Reputation: 73
I'm trying to analyse a multiple response question from a weighted survey dataset. I like the srvyr
package because it allows me to use the dplyr pipes, but I can't find the reference material on how to handle multiple response questions.
I have a simple dataset looking at different sources of income. Here's an example of how the data looks like
ID <- c(1,2,3,4,5,6,7,8,9,10)
rent_income <- c("Yes", "Yes", "No", "Yes", "No", "Yes", "No", "Yes", "No", "No")
salary_income <- c( "No", "Yes", "No", "Yes", "No", "Yes", "Yes", "No", "Yes", "No")
other_income <- c( "No", "Yes", "No", "No", "No", "No", "Yes", "No", "No", "No")
survey_weights <- c(0.6, 1.2 , 1.1 , 0.7 , 2.4 , 1.1 , 0.3 , 0.6 , 1.0 , 0.8)
df<-data.frame(ID, rent_income, salary_income, other_income, survey_weights)
Note that the data is entirely made up. With srvyr
if first have to create a survey object
weighted_dataset <- df %>% as_survey_design(ids=ID, weights=survey_weights)

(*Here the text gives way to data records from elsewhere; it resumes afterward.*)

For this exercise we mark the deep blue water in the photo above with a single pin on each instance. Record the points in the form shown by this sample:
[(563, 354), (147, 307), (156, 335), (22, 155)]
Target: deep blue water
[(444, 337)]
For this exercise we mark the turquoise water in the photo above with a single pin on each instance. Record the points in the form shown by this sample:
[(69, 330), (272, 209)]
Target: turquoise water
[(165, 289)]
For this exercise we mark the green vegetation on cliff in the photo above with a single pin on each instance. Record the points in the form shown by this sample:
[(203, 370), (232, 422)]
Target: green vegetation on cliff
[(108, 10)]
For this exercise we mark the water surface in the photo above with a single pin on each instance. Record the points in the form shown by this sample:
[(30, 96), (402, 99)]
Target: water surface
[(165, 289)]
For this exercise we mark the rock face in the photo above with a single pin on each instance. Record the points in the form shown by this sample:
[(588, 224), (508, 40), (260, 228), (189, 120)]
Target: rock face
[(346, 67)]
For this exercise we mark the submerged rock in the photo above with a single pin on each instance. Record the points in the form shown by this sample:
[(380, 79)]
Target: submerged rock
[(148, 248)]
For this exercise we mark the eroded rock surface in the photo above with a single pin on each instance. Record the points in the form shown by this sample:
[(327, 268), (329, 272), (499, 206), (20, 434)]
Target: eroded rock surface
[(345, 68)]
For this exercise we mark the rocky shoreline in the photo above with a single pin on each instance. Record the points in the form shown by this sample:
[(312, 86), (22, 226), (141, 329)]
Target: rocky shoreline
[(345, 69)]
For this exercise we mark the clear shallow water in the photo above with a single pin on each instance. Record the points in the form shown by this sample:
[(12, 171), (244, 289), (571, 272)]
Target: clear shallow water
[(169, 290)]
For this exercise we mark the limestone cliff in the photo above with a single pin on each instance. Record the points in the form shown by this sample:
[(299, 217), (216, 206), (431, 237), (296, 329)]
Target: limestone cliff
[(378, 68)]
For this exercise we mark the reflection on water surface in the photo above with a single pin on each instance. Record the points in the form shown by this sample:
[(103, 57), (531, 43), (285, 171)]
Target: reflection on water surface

Now I would want to calculate the weighted percentage of the sample that has different types of incomes. Any ideas on how to do that? In Stata there is a function called mr_tab . But I can't find a similar one in R
Upvotes: 2
Views: 1028
Reputation: 6278
You could use the convenient group_by()
and variable selection syntax available through the dplyr
and srvyr
R packages.
weighted_dataset %>%
# Organize the data into groups defined by each combination of the income variables
group_by_at(vars(ends_with("_income"))) %>%
# For categorical variables, this calculates estimates of percentages
summarize(Percent = survey_mean())
> # A tibble: 6 x 5
> rent_income salary_income other_income Percent Percent_se
> <fct> <fct> <fct> <dbl> <dbl>
> 1 No No No 1 0
> 2 No Yes No 0.769 0.265
> 3 No Yes Yes 0.231 0.265
> 4 Yes No No 1 0
> 5 Yes Yes No 0.6 0.312
> 6 Yes Yes Yes 0.40 0.312
Upvotes: 1
Reputation: 6094
see the proportions by group
block of https://cran.r-project.org/web/packages/srvyr/vignettes/srvyr-vs-survey.html
Upvotes: 0